Dublin City Council’s monthly meeting faces two decisions, because the leader of Myanmar has refused to acknowledge the ethnic cleansing of the Rohingya people in the west of the country.
Rock star and human rights campaigner, Bob Geldof, last month publicly handed back his own freedom-of-the-city scroll and asked that his name be taken off the register of recipients, in protest at Ms Suu Kyi’s continued inclusion.
No precedent for such a request exists and councillors will tonight debate how to handle it.
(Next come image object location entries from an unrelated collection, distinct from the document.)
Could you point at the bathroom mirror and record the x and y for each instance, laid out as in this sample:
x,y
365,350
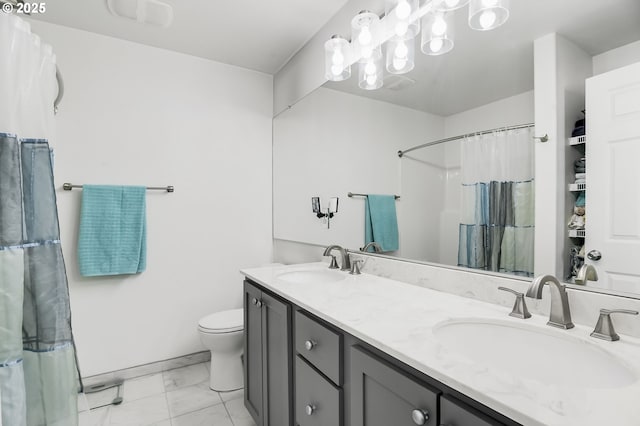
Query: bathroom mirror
x,y
341,139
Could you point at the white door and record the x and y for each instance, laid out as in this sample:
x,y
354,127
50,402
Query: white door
x,y
613,178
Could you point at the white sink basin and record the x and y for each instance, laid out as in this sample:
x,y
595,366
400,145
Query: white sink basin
x,y
552,357
315,276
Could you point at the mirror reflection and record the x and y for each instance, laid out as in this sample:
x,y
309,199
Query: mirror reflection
x,y
468,201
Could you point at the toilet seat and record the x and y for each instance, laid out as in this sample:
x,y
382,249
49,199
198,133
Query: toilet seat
x,y
222,322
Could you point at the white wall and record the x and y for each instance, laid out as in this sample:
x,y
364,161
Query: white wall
x,y
616,58
331,143
137,115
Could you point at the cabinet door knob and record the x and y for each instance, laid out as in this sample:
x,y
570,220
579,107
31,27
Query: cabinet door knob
x,y
310,409
594,255
419,417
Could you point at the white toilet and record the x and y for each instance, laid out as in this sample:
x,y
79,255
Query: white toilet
x,y
222,334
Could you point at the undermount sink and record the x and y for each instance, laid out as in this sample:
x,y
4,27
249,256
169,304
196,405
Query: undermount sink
x,y
315,276
550,356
But they will also discuss the wider issue of Ms Suu Kyi’s status as freeman and whether it should be rescinded.
While a number of councillors have called for her removal from the register of freemen, the majority have been quiet on the subject and some are understood to feel unfairly forced into action by Mr Geldolf’s self-acknowledged publicity stunt.
The small Rohingya community in Ireland, who came here as refugees in 2009, wrote a lengthy plea to the city council ahead of tonight’s debate, asking them to take back the freedom award, saying it was at odds with Ireland’s and Dublin’s reputation as a refuge for the persecuted.
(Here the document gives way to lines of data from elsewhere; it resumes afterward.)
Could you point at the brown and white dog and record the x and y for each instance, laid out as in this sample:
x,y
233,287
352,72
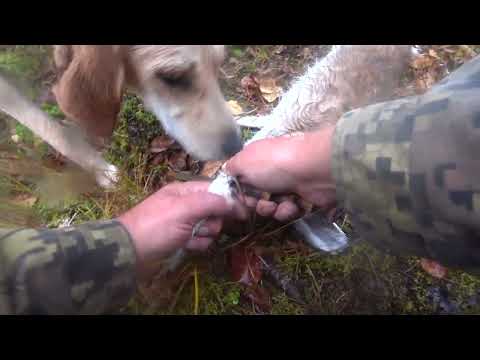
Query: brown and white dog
x,y
178,83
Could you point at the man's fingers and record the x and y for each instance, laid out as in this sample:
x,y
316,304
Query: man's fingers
x,y
202,205
199,243
211,227
266,208
286,211
184,188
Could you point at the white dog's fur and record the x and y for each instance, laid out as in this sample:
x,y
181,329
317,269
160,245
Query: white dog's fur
x,y
350,76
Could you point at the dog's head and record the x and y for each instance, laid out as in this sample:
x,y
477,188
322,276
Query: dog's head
x,y
178,83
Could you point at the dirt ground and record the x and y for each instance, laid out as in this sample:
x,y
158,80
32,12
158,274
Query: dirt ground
x,y
266,269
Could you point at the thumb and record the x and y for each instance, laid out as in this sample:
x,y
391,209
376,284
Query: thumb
x,y
202,205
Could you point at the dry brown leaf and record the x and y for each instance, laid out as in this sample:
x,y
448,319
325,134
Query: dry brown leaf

Ms Suu Kyi was awarded the freedom of Dublin in her absence in 2000, while she was the international face of the Burmese freedom and democracy movement and was one of the world’s best-known political prisoners.
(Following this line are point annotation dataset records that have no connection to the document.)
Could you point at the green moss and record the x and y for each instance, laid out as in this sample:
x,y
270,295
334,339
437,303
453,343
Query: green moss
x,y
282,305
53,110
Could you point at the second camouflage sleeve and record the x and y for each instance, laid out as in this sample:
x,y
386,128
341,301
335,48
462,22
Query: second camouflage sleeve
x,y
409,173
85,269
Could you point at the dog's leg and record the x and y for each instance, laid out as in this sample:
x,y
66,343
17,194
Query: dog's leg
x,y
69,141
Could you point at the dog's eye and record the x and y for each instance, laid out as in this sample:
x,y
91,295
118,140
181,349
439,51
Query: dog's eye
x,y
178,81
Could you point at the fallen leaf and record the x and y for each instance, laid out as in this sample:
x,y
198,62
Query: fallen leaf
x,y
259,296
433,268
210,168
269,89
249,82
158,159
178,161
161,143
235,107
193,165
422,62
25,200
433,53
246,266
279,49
She was already a Nobel peace prize winner at that time, and has gathered countless other awards from international bodies and institutions, including Irish universities. She picked up her freedom award in person in Dublin in 2012, when she was feted by stars, including Bono and Geldof.
Since being released, she has failed to exert control over the Myanmar military, which has been responsible for decades of atrocities against the Rohingya people, but she has come under increasing criticism for refusing even to acknowledge any wrongdoing against them.